In: Psychology
Normative age-graded influences are those influences within the life course that are correlated with chronological age. For example, marriage and retirement are two normative age-graded influences. These influences are the result of either biological or environmental determinants or an interaction of the two. Puberty and menopause would be examples of biological determinants; graduation and retirement would be examples of environmental determinants. Most environmental determinants fall into one of three categories: family life cycle, education, and occupational. Age-related events are considered normative if they occur with great frequency and are similar with respect to duration and timing for the majority of the population within a culture. It should be noted that each culture or subculture has its own set of age-graded normative influences. Thus, for a young girl to be pregnant at 15 years of age would be nonnormative in much of the American culture but normative for other cultures.
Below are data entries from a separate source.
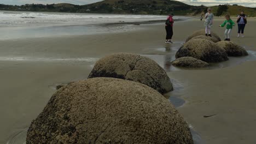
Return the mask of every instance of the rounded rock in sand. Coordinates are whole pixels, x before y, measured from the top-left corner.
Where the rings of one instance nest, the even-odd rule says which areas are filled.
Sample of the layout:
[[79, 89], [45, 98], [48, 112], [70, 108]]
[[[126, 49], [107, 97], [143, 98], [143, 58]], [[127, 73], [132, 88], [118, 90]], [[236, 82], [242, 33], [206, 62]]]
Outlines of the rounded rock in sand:
[[161, 94], [172, 91], [166, 72], [153, 60], [138, 55], [118, 53], [100, 59], [88, 79], [114, 77], [147, 85]]
[[228, 55], [230, 57], [241, 57], [248, 56], [248, 52], [242, 46], [232, 41], [220, 41], [217, 44], [224, 49]]
[[208, 63], [191, 57], [181, 57], [171, 63], [176, 67], [185, 68], [203, 68], [209, 66]]
[[[218, 41], [222, 40], [215, 33], [212, 32], [211, 32], [211, 35], [212, 35], [212, 37], [216, 38], [218, 40]], [[189, 40], [190, 40], [193, 38], [199, 36], [199, 35], [205, 36], [205, 30], [202, 29], [202, 30], [194, 32], [191, 35], [188, 37], [188, 39], [187, 39], [186, 42], [188, 42]]]
[[196, 39], [185, 43], [177, 52], [176, 58], [192, 57], [206, 62], [220, 62], [228, 60], [225, 50], [212, 41]]
[[94, 78], [61, 88], [32, 122], [31, 143], [186, 143], [190, 129], [155, 89], [114, 78]]

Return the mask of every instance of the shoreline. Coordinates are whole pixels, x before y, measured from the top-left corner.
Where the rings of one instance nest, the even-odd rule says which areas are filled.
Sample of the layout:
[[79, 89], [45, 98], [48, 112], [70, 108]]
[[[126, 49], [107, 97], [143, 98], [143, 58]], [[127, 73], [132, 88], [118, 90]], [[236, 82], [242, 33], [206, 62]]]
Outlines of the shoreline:
[[[223, 20], [216, 19], [213, 27], [222, 38], [224, 29], [217, 23]], [[199, 20], [185, 22], [174, 23], [174, 43], [171, 45], [164, 43], [164, 23], [145, 25], [138, 31], [118, 33], [1, 41], [0, 57], [99, 58], [116, 52], [149, 53], [162, 67], [172, 67], [166, 62], [174, 58], [173, 53], [187, 36], [203, 28]], [[245, 38], [236, 38], [234, 29], [231, 40], [255, 51], [255, 25], [256, 21], [250, 21]], [[86, 78], [94, 63], [0, 61], [0, 91], [4, 94], [0, 101], [0, 143], [6, 143], [15, 131], [28, 126], [42, 111], [55, 92], [50, 86]], [[167, 72], [171, 79], [178, 81], [174, 83], [183, 87], [170, 94], [186, 101], [177, 110], [206, 143], [255, 142], [255, 64], [253, 60], [223, 68]], [[214, 114], [217, 115], [203, 117]]]

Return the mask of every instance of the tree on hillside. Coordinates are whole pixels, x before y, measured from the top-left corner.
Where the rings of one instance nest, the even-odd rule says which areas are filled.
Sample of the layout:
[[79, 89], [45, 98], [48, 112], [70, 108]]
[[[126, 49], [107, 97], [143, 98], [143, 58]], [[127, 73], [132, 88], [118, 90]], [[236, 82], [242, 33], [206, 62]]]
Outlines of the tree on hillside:
[[216, 16], [222, 15], [223, 12], [226, 12], [228, 9], [229, 7], [228, 6], [228, 4], [219, 5], [219, 7], [218, 7]]

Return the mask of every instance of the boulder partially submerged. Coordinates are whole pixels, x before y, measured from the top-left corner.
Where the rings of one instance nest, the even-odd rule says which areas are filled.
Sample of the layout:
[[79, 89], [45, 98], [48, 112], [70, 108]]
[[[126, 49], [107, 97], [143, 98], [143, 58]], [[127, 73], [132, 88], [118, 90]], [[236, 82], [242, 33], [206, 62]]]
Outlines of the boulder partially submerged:
[[248, 52], [242, 46], [232, 41], [220, 41], [217, 45], [224, 49], [228, 55], [230, 57], [241, 57], [248, 56]]
[[181, 57], [171, 63], [176, 67], [185, 68], [203, 68], [209, 66], [208, 63], [191, 57]]
[[212, 41], [195, 39], [185, 43], [177, 52], [176, 58], [192, 57], [206, 62], [228, 60], [226, 51]]
[[138, 55], [118, 53], [97, 62], [88, 79], [114, 77], [147, 85], [161, 94], [173, 90], [166, 72], [153, 60]]
[[154, 89], [131, 81], [94, 78], [55, 93], [31, 124], [32, 143], [186, 143], [187, 123]]
[[[222, 39], [220, 38], [214, 32], [211, 32], [211, 35], [212, 35], [212, 37], [214, 37], [216, 38], [218, 41], [221, 41]], [[188, 42], [189, 40], [192, 39], [194, 37], [199, 36], [199, 35], [205, 35], [205, 29], [202, 29], [197, 31], [194, 32], [191, 35], [189, 35], [188, 38], [188, 39], [186, 40], [186, 42]]]
[[205, 35], [198, 35], [198, 36], [196, 36], [196, 37], [195, 37], [191, 38], [190, 40], [195, 39], [207, 39], [207, 40], [212, 41], [213, 42], [214, 42], [214, 43], [217, 43], [217, 42], [219, 41], [219, 40], [218, 40], [215, 37], [206, 37]]

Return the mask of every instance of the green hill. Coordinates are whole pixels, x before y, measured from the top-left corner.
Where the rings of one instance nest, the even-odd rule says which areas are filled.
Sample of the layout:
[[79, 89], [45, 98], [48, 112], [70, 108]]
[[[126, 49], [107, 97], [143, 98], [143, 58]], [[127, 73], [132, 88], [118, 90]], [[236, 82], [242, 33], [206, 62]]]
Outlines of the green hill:
[[[214, 14], [219, 7], [212, 7]], [[237, 16], [241, 10], [245, 10], [247, 16], [256, 16], [256, 8], [240, 5], [225, 7], [228, 9], [219, 13], [220, 15], [229, 13], [231, 16]], [[105, 0], [84, 5], [69, 3], [20, 6], [0, 4], [0, 10], [152, 15], [167, 15], [172, 12], [176, 15], [200, 15], [205, 13], [207, 8], [203, 5], [194, 6], [170, 0]]]
[[[216, 14], [218, 6], [212, 7], [213, 13]], [[249, 17], [256, 16], [256, 8], [247, 8], [241, 5], [228, 5], [228, 9], [226, 11], [223, 13], [222, 15], [229, 14], [232, 16], [237, 16], [241, 10], [245, 11], [245, 13]]]
[[105, 0], [84, 7], [89, 13], [185, 15], [200, 13], [206, 8], [170, 0]]

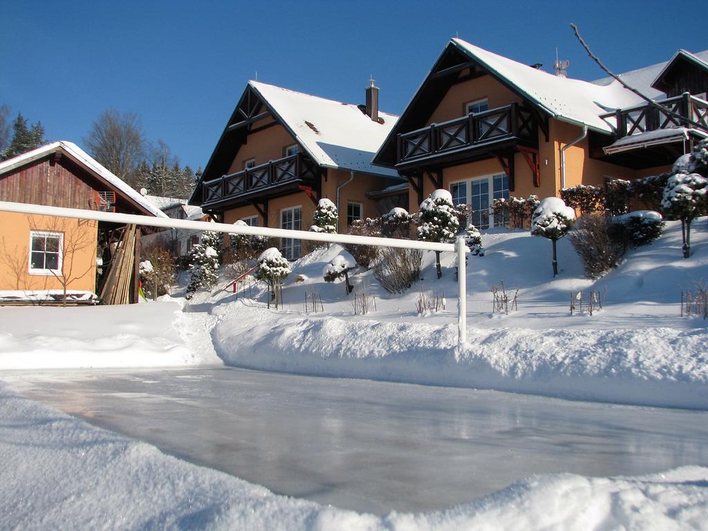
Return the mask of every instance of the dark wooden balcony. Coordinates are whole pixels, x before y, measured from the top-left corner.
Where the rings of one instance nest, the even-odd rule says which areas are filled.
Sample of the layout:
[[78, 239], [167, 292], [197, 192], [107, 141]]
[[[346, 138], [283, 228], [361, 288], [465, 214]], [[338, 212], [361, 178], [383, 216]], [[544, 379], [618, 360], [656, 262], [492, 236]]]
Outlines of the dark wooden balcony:
[[224, 175], [203, 183], [205, 207], [248, 200], [296, 190], [299, 185], [319, 186], [319, 166], [304, 153]]
[[396, 168], [493, 154], [521, 142], [538, 145], [538, 123], [528, 109], [518, 103], [469, 114], [460, 118], [398, 135]]
[[617, 109], [600, 118], [612, 128], [616, 138], [659, 129], [695, 127], [689, 120], [708, 131], [708, 103], [703, 100], [687, 92], [656, 103], [659, 108], [647, 103], [627, 109]]

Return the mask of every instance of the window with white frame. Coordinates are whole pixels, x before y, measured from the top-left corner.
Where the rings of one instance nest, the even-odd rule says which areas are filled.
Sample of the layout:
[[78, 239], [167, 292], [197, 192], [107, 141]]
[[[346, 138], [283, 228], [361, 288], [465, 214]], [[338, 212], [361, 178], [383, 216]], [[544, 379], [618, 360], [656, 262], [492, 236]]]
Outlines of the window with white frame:
[[485, 110], [489, 110], [489, 102], [486, 98], [481, 100], [475, 100], [474, 101], [470, 101], [465, 105], [465, 110], [467, 111], [467, 114], [472, 114], [473, 113], [481, 113]]
[[355, 222], [361, 219], [363, 217], [364, 205], [360, 202], [347, 202], [347, 227]]
[[61, 232], [30, 231], [30, 275], [62, 275], [62, 249], [64, 234]]
[[[280, 228], [300, 230], [302, 228], [302, 207], [292, 207], [280, 210]], [[300, 240], [283, 238], [281, 244], [282, 256], [286, 258], [295, 260], [300, 257]]]
[[495, 216], [491, 209], [493, 200], [509, 198], [509, 177], [506, 173], [452, 183], [450, 192], [455, 206], [467, 205], [469, 214], [467, 222], [477, 229], [508, 224], [506, 217]]

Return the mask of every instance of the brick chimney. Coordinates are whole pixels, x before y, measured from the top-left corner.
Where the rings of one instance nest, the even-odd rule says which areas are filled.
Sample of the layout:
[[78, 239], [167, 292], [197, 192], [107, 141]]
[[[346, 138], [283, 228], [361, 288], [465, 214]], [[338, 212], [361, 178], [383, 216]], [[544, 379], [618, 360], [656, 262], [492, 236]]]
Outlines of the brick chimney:
[[372, 120], [379, 121], [379, 87], [370, 79], [371, 84], [366, 88], [366, 115]]

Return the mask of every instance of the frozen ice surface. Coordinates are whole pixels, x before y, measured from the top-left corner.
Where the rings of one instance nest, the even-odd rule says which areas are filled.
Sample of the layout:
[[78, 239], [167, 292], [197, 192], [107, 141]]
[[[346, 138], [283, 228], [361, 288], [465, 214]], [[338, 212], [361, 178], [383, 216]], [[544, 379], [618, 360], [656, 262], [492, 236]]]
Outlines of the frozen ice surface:
[[708, 412], [238, 369], [5, 372], [30, 399], [280, 494], [441, 510], [521, 477], [708, 463]]

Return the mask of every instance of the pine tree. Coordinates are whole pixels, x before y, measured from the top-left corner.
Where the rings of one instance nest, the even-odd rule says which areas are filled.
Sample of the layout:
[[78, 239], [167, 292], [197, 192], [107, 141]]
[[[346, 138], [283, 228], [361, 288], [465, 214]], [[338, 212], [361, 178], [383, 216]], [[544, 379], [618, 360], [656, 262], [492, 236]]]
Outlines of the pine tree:
[[[452, 196], [447, 190], [436, 190], [421, 203], [421, 225], [418, 239], [423, 241], [447, 243], [455, 239], [459, 230], [459, 221], [452, 205]], [[440, 251], [435, 251], [438, 278], [440, 270]]]
[[12, 140], [9, 145], [0, 153], [0, 160], [7, 160], [21, 155], [46, 142], [44, 139], [44, 126], [40, 122], [27, 127], [27, 120], [20, 113], [12, 124]]
[[324, 232], [333, 234], [337, 232], [337, 220], [339, 214], [334, 203], [329, 199], [319, 200], [317, 208], [312, 215], [312, 232]]

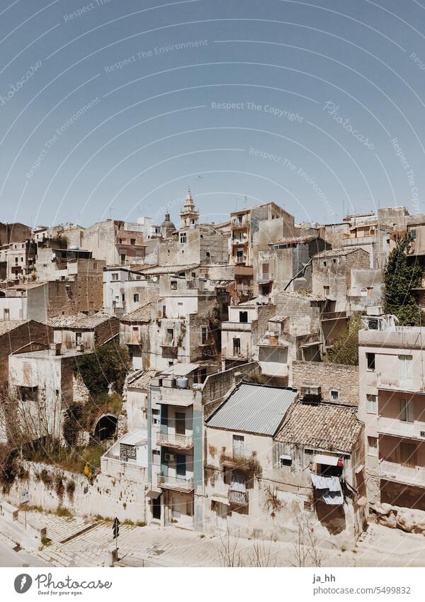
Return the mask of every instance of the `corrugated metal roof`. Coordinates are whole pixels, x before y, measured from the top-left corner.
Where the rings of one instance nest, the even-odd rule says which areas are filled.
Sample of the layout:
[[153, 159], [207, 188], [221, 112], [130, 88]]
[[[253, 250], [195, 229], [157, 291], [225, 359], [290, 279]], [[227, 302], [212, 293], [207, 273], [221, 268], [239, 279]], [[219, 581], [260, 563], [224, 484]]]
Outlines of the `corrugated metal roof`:
[[297, 392], [243, 383], [207, 420], [207, 426], [273, 435]]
The distinctions about norm-related events- First, there are nomophoric events: events that have norm-related consequences, that is, consequence established ab extra by some body of norms or rules. Birth, for instance, while being a perfectly natural event, has a normative valency (notably, in the Italian system, the acquisition of the so-called “capacità giuridica”). Second, there are what I call nomogonic events, that is, events that are intrinsically normative, events that generate norms or values, ex normative nihilo, as it were. Possible examples are revolutions, referenda, customs or, in certain legal systems such as common law, prior court sentences. (Here I am using examples taken from the law, but the phenomenon I am describing is not at all confined to the legal domain. One can easily think of moral systems, or “un-legal” (extralegal) systems, such as criminal organizations or mafias.)
Idiosyncratic Events are unexpected life events which are not always disastrous such as caring for a disabled or elderly family member, winning a lottery or accidental death, sudden loss of income, being taken hostage, murder, assault, incest etc. Non-normative stressors are atypical for all families that is non-normative stressors are idiosyncratic challenges and events not typically present in families. Idiosyncratic events are influences which don’t influence every member of a set in the same way. The term normative refers to something that affects everyone in a culture at the same time, so idiosyncratic implies it affects everyone differently (or not at all).
In psychology, they’re the things that change an individual’s life but not the lives of other people in the same way. They can be very important in a person’s life, but they aren’t universal and don’t have patterns or predictable sequences that we can easily see. They don’t happen at a set time; instead, they are unexpected in the lives of those they affect. Although they can happen at any life stage, nonnormative life events are thought to be particularly significant for middle-aged and older adults (Baltes et al., 1980, cited in Woolf, 1998).
More generally, idiosyncratic influences are random, unpredictable influences that affect one member (or a random sample of members) of a larger data set.
For Example- death of a friend in a road accident, an unexpected major disease diagnosis, or winning the lottery are all examples of nonnormative influences on an individual.
A particular event may be a nonnormative influence event from one perspective and not from another. For instance, from the perspective of a sociologist studying personal finance and spending, an unexpected divorce may consist of a nonnormative influence on a person’s life. However, from a family sociologist’s viewpoint, the divorce might not have been characterized as either inexplicable, unpredictable, or random: it had its roots in certain social relations and/or actions long before.